AI risk mitigation is even harder
One of the aspects that also showed up in force, is that AI usage it risky. Hallucinations are common, wrong or inappropriate output shows up regularly, and the border between helpful and creepy features is a very narrow edge. Google is very well aware of it and has huge teams working on solving these problems, yet even their keynotes had demoes that failed in the eyes of some audience members. Finding my car number plate in my own photos easily might be good, but what if someone else takes lots of photos and uses the same query for more nefarious reasons.
We believe that smaller features that are tighter controlled in terms of applicable usage and heavily integrated in a specific product will help with the risk and creepiness reduction. However in the AI is just a tool, and to a large degree the human users decides upon its usage and application.
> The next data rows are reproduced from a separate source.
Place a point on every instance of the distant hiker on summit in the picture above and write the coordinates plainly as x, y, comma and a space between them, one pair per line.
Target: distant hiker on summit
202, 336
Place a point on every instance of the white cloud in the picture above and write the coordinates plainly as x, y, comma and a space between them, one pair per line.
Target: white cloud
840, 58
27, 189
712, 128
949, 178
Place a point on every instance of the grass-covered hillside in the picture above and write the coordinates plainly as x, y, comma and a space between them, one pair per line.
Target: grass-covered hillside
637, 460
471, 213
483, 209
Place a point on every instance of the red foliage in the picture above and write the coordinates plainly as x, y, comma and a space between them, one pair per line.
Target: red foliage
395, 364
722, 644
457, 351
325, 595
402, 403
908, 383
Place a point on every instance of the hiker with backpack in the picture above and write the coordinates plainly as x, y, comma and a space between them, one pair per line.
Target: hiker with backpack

AI can be good and bad, just like fire.
Communication is hardest
Last but not least we need to chat about communication as it continues to be a weak spot for Google. The keynotes, the sessions, and Google communication in general can suffer from the following issues:
- Sometimes it is not clear who the target audience for a specific session or message is? Investors, employees, consumers, developers? Often Google seems to want to address all at the same time, and then succeeds confusing everyone. Keynotes get too long and want to cover all different aspects and leave everyone bored or baffled during some segments.
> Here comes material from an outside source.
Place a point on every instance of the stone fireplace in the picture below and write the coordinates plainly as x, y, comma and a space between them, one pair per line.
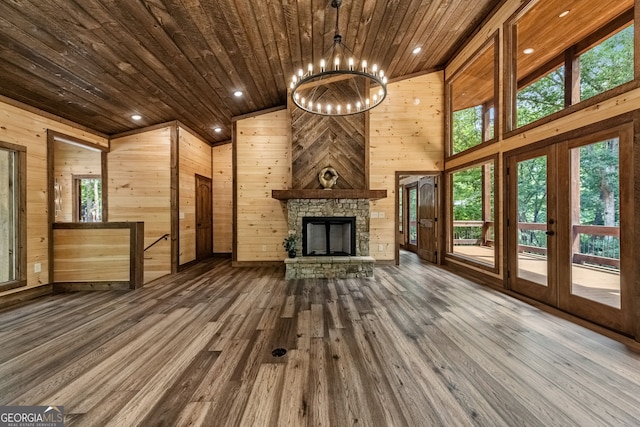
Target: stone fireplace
329, 236
335, 239
333, 215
- Timing and transparency of communication is off. If you are restructuring your teams and significantly reduce the employees backing a specific technology, you must have a public statement ready and launched the day the restructure happens to avoid negative impact on the related communities. For example, the Flutter community suffered significant unrest due to the recent layoffs, yet at the conference Google seemed very much committed to Flutter and leadership confirmed that commitment when asked directly in the GDE session. Sending that message out earlier and loudly would have helped.
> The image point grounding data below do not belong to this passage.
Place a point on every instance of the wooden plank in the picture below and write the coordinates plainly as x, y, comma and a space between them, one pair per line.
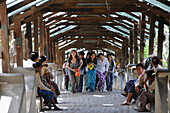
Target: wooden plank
29, 36
45, 41
160, 39
18, 42
48, 46
142, 39
152, 35
131, 47
135, 44
36, 34
54, 52
4, 37
17, 6
57, 54
41, 35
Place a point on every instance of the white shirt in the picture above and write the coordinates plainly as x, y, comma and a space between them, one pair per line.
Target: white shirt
102, 66
28, 63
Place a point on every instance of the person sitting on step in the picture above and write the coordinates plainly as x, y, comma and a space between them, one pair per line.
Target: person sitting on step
47, 75
44, 90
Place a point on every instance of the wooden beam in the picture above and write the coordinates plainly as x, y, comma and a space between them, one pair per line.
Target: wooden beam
17, 6
160, 39
29, 37
41, 35
142, 39
48, 46
4, 37
18, 42
135, 44
152, 35
131, 47
36, 34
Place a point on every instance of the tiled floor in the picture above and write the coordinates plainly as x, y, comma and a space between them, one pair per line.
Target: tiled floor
96, 102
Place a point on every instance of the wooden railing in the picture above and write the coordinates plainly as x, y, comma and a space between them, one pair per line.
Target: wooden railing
162, 91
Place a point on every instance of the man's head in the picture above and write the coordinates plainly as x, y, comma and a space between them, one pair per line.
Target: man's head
140, 68
81, 54
109, 56
42, 59
100, 56
155, 61
34, 56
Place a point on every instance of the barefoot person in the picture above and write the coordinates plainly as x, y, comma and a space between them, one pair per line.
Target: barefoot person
43, 90
102, 71
74, 62
91, 73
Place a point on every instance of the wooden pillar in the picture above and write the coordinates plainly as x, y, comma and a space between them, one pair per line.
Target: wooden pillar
57, 54
122, 63
142, 38
29, 36
49, 46
160, 39
135, 44
45, 40
4, 37
36, 35
152, 35
131, 47
41, 35
169, 53
126, 53
54, 51
18, 42
60, 57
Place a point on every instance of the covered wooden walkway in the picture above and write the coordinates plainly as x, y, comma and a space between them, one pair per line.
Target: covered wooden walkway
51, 27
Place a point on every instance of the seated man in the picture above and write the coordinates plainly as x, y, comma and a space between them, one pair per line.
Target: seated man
149, 95
134, 91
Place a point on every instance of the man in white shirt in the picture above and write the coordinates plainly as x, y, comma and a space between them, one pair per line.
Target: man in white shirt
102, 71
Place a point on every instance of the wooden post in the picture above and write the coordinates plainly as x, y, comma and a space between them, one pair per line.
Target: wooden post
160, 39
126, 53
49, 46
142, 39
36, 35
60, 57
45, 40
18, 42
135, 44
41, 35
152, 35
57, 54
131, 47
54, 51
169, 53
4, 37
123, 55
29, 36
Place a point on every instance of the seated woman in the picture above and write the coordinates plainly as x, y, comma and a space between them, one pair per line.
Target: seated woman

- Professionalism is good, but Google seems to be overdoing it. Sure, the event is broadcast world-wide, has a huge audience, and is very important for the business of Google. At the same time sessions should not be full of looks at the teleprompter from stiff presenters, who don’t seem to have any joy in presenting to the audience. We need fun and enthusiasm back, maybe even a failure here and there, and a laugh!
Other random thoughts
- The crowd management in terms of accessing the site of the event was understandably tense, due to the protests.
- Android development and tooling are amazing. A good time for Lukas to play with it.
- Google’s work on web technologies continues to drive improvements – we love it.
- The possibilities to play with models, tweak them, integrate them in your products, and generally learn more about AI are overwhelming and super interesting at the same time. What do you want to do first?
- Quantum computing is years away from affecting your every day life, but also mind-blowing and super interesting.
- Suncream and a hat are very useful for an outdoor event in California.
Conclusion
Now some of our feedback sounded kinda harsh, didn’t it? Just take it as a kind hearted suggestion from us to Google. We loved attending the show and strongly believe that amazing things are in the pipeline and ahead. Google understands AI, is integrating it in many of its products, created focus for the teams, and has numerous other amazing efforts on the way.
It’s just one of the construction or DIY jobs we regularly engage in – nothing is as simple and fast as it looks at first, but in the end the result is always more rewarding when it wasn’t easy to get done.